• 第35章 103万的约定(十)

    更新时间:2018-08-09 14:00:12本章字数:2072字

    两周后的一天,父亲拿着一个信封,挥舞了两下交到我手里,也把完整的人权交到我手里。在此之前,我从没收到过一份完好无损的信封,尽管收件人写的是我。父亲总愿意做那些信的第一个读者,特别是那些花里胡哨暧昧不清没有寄件人的信。这也是尹霜拐弯抹角鸿雁传书的原因。如今,父亲也懂得朝南坐的人不好惹,哪怕是自己的儿子,哪怕未必“成公”,也最好不惹。

    细窄的信封,毛感的质地,娟秀的姓名,落款印刻着“浦江区劳动力市场监督管理局”的红色字样。

    透着阳光,一张白色的纸片安安静静地躺在里头。上面刻着的,不知是“接受”还是“拒绝”。也许,父亲是不愿受这个刺激,才让我做这结果的第一个承担者。其实,他比我更受不了刺激。

    我却像是偷窥别人的信,双手打着颤撕开信封。

    “郭荣,祝贺你通过了我局的公务员面试,……请于2010年6月18日至浦江区中心医院体检。……”

    我理解了那些文字连缀成的意义。梦想在这一刻成为现实,爬上山头的感觉神清气爽。这封信让我捡回了失落的东西。信心回来了,志气回来了,壮志豪情全回来了。在看到“祝贺”的时候,我就知道了结果。这个时候,大脑是盲的,和眼睛之间隔着一层翳。其他字眼,要等翳症褪去后才能灌进去。我终于能够体会范进的心情,我考了一次,考了一年尚且如此,他考了无数次,考了一辈子,岂能不得失心疯?

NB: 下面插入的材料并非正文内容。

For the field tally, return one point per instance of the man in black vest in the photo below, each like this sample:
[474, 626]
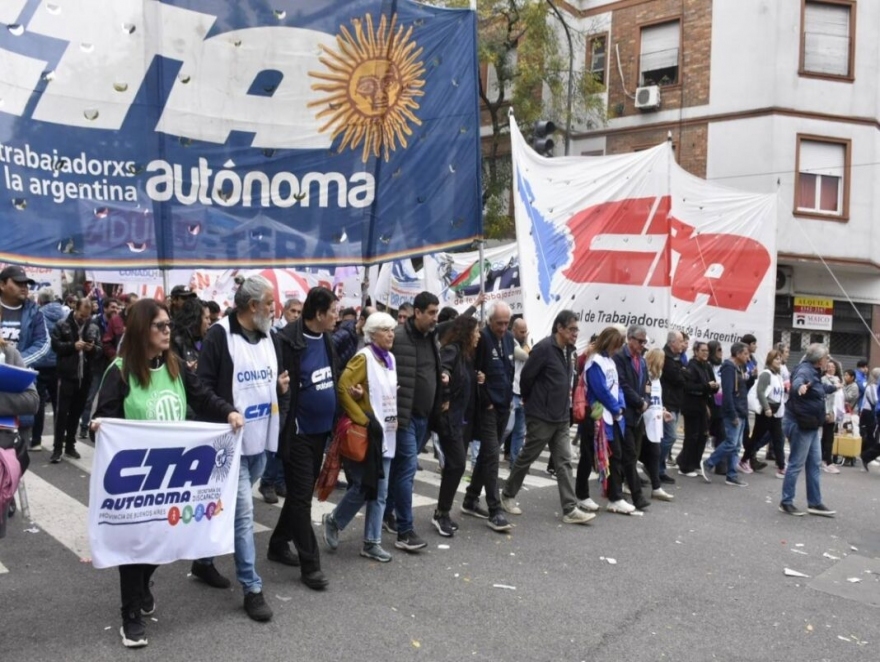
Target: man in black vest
[419, 392]
[494, 358]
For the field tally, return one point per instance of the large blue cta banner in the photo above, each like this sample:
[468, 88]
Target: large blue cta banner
[198, 133]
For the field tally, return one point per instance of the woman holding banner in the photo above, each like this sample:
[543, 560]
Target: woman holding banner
[144, 367]
[367, 391]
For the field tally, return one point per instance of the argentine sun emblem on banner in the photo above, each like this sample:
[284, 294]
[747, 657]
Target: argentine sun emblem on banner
[199, 133]
[161, 492]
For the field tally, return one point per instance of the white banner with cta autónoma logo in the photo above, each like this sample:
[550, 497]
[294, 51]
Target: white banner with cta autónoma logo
[162, 491]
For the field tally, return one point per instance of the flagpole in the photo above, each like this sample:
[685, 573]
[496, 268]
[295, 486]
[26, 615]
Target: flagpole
[480, 245]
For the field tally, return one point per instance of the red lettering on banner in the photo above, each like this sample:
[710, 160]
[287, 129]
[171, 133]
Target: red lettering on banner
[629, 242]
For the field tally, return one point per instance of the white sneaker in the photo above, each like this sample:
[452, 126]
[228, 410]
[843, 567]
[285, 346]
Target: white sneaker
[661, 495]
[588, 505]
[622, 507]
[508, 505]
[578, 516]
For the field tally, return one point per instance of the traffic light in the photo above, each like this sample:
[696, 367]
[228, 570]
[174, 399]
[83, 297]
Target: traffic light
[541, 140]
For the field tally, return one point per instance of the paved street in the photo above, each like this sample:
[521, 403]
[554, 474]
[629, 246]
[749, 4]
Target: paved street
[698, 579]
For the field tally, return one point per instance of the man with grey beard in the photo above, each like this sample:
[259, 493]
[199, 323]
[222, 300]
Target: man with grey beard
[239, 363]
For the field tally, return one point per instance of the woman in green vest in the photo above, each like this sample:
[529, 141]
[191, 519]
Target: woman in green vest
[147, 381]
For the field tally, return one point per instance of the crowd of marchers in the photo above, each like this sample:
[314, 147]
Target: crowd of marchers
[470, 388]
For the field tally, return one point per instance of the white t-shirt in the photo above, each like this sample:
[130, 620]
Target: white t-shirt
[654, 413]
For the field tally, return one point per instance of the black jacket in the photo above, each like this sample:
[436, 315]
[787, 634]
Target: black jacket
[64, 337]
[460, 392]
[114, 390]
[499, 368]
[697, 392]
[547, 380]
[673, 380]
[808, 410]
[633, 386]
[290, 344]
[215, 364]
[404, 350]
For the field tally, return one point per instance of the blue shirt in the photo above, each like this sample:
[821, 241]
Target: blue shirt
[317, 392]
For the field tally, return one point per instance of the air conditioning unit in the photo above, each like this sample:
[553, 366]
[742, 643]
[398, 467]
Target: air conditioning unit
[648, 98]
[783, 280]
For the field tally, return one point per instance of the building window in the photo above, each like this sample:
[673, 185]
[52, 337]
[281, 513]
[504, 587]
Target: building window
[822, 186]
[827, 38]
[597, 58]
[659, 54]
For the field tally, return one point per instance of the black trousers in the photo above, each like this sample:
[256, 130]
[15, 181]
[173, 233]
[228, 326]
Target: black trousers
[763, 426]
[622, 465]
[696, 430]
[492, 424]
[586, 441]
[72, 395]
[302, 464]
[454, 460]
[47, 387]
[134, 580]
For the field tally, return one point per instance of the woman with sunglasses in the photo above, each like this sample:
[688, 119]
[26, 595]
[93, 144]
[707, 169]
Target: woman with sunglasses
[144, 367]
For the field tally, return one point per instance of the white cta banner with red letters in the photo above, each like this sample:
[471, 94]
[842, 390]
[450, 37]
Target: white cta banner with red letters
[162, 491]
[634, 239]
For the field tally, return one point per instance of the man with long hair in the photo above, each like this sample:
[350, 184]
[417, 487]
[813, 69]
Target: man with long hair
[239, 363]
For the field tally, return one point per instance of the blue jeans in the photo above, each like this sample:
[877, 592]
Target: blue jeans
[351, 503]
[804, 449]
[249, 473]
[669, 432]
[730, 447]
[518, 436]
[403, 470]
[274, 473]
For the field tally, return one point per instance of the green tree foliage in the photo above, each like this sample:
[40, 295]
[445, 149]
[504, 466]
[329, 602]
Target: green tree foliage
[523, 43]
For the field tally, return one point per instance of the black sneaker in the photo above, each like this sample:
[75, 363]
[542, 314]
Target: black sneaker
[789, 509]
[209, 574]
[133, 631]
[148, 605]
[409, 541]
[474, 510]
[256, 607]
[821, 510]
[443, 524]
[269, 494]
[389, 524]
[498, 522]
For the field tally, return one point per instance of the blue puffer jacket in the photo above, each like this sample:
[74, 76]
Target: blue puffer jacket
[53, 313]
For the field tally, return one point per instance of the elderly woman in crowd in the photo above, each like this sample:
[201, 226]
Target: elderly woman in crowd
[699, 398]
[367, 391]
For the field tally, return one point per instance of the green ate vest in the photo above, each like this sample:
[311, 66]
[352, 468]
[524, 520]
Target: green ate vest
[163, 400]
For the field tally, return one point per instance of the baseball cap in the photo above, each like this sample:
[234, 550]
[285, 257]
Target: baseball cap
[17, 274]
[181, 291]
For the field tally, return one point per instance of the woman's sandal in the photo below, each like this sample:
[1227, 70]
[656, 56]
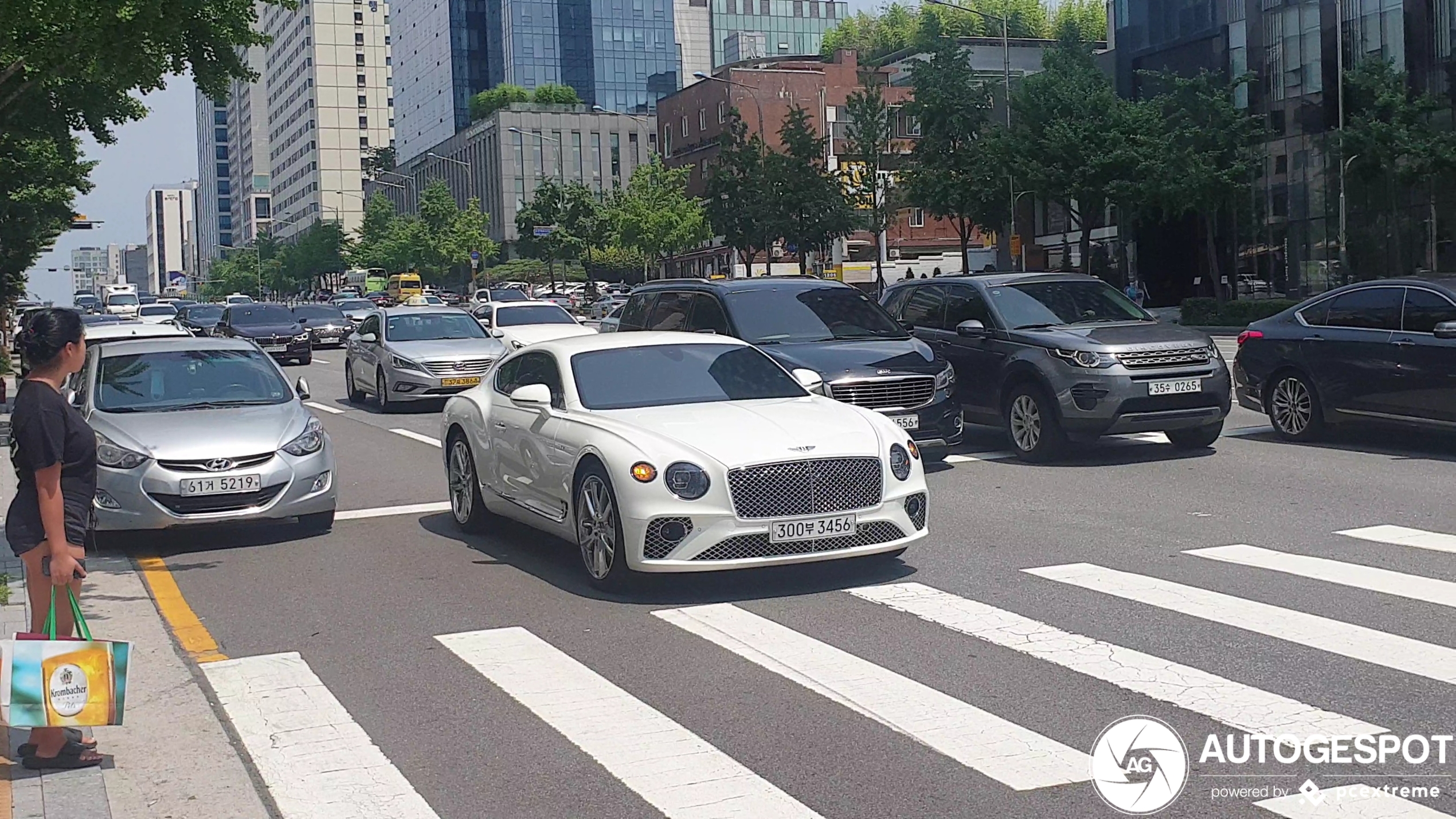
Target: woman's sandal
[72, 735]
[66, 760]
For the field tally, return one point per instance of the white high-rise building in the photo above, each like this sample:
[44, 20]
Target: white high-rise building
[330, 102]
[171, 234]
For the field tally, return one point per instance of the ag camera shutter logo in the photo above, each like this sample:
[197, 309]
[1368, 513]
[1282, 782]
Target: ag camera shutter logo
[1139, 766]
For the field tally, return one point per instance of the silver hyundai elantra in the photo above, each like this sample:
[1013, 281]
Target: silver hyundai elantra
[201, 431]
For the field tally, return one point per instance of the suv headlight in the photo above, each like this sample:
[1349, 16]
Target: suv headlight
[117, 457]
[686, 480]
[405, 364]
[309, 442]
[1085, 358]
[945, 379]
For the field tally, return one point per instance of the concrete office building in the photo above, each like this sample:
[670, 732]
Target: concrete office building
[328, 80]
[171, 241]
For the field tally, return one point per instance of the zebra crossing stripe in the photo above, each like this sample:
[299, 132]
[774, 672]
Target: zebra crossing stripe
[666, 764]
[1334, 636]
[1190, 688]
[1001, 750]
[1352, 802]
[1369, 578]
[1403, 536]
[314, 757]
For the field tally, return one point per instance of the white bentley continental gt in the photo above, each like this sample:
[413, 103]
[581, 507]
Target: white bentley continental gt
[679, 453]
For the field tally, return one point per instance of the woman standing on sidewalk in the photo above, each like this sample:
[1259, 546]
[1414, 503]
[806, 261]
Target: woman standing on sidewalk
[54, 454]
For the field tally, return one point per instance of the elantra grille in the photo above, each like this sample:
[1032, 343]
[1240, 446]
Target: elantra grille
[1150, 358]
[201, 466]
[793, 489]
[452, 369]
[759, 546]
[886, 393]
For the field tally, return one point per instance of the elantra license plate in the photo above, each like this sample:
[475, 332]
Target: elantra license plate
[1174, 387]
[222, 485]
[812, 528]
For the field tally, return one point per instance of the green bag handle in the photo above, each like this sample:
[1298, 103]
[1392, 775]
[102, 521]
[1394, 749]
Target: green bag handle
[76, 612]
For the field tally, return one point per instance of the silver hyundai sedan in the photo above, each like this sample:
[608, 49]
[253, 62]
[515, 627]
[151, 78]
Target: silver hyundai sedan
[201, 431]
[408, 354]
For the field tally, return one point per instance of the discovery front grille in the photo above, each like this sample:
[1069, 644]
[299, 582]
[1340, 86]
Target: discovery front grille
[886, 393]
[759, 546]
[793, 489]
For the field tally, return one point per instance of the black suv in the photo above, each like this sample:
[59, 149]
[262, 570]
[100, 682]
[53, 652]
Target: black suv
[1052, 357]
[864, 357]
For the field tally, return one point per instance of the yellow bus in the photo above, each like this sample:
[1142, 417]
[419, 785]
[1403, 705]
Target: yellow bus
[404, 285]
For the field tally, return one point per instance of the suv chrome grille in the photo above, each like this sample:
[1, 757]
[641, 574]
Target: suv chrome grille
[793, 489]
[1149, 358]
[759, 546]
[886, 393]
[451, 369]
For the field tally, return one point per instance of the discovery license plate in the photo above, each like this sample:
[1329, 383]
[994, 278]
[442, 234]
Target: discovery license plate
[222, 485]
[906, 421]
[812, 528]
[1174, 387]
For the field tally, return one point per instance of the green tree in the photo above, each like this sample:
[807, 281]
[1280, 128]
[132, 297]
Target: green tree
[808, 203]
[555, 93]
[494, 99]
[654, 214]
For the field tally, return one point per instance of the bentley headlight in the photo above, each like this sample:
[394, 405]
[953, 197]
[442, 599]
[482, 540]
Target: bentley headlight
[899, 461]
[109, 454]
[686, 480]
[309, 442]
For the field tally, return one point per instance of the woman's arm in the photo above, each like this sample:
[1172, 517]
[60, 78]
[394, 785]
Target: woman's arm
[53, 517]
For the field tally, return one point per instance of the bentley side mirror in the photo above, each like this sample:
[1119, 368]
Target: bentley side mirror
[972, 329]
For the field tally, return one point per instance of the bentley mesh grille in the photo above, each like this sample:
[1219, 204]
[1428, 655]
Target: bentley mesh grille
[793, 489]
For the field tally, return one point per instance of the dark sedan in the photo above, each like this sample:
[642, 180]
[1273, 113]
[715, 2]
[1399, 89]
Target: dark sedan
[327, 323]
[271, 326]
[1381, 351]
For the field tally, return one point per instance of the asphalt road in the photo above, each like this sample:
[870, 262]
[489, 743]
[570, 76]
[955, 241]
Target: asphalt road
[894, 723]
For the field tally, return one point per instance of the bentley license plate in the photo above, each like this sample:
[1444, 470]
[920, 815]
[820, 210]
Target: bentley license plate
[1174, 387]
[812, 528]
[222, 485]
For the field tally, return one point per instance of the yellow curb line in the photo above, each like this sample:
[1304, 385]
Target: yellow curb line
[190, 632]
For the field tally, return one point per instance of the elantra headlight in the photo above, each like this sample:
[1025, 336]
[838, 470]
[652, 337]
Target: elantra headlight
[1085, 358]
[309, 442]
[406, 364]
[945, 379]
[686, 480]
[899, 461]
[117, 457]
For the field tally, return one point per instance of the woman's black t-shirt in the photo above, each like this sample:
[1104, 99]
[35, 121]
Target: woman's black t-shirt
[44, 431]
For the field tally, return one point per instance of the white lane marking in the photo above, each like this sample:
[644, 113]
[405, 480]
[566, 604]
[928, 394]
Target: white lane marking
[314, 757]
[1352, 802]
[388, 511]
[1001, 750]
[1403, 536]
[417, 437]
[1334, 636]
[1369, 578]
[666, 764]
[1228, 702]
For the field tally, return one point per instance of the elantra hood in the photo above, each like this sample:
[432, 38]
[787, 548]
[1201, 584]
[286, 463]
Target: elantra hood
[536, 334]
[752, 433]
[188, 436]
[842, 358]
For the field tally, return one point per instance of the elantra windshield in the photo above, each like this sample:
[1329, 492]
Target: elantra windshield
[678, 374]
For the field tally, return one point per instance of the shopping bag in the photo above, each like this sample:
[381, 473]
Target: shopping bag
[63, 681]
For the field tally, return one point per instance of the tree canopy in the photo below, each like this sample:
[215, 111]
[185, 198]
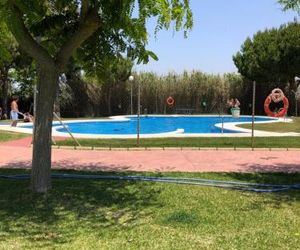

    父亲从我脸上找到了想要的,还不满意,把那封信拿过来整整读了两分钟,真不知道他在读什么。随后燃上一支烟,灵敏度退化的手指在老化的视觉中许久才将火苗吻合到烟头上。火焰咬着烟卷,一丝一丝吞下去。烟叶幻化成悠然的云雾,迅速在空气里洇散。

    我忙着把结果告诉杨雪,一分钟都等不了。她狠狠地拉了我一把,连她自己都不晓得。这个结果中一半是我的,一半是她的,所以她配得上这个好消息。

    很快有了回音:“啊,那太恭喜你了!”

    我忍了好一阵,实在忍不住问:“你呢?”

    “我还没有,不知道会不会有……”杨雪发来一个委屈的表情。

    “这个可以有,估计那信封还在梳妆打扮,正向你飞奔而来。”

    “恩,但愿如此……”这回换成一个哭泣的表情,是锁眉含泪的可爱版。

    体检过后,江州市公务员局公布了2010年拟录用公务员名单。一摞摞陌生的姓名被一排排机关挨个认领。我很快找到了自己的名字,缀在“浦江区劳动力市场监督管理局”之后,是宿命的归属感。这世界上的“郭荣”有很多,现在这两个字专属于我。如果爷爷尚在世上,见我金榜题名,也该为当年的命名感到些许安慰了。

    我搜索了好几遍,真发现了“杨雪”的名字,录用单位是江津区水利局,而且不是应届生。此杨雪非彼杨雪。在浦江区司法局下,是另一个带有讽刺意味的名字——“孙山”。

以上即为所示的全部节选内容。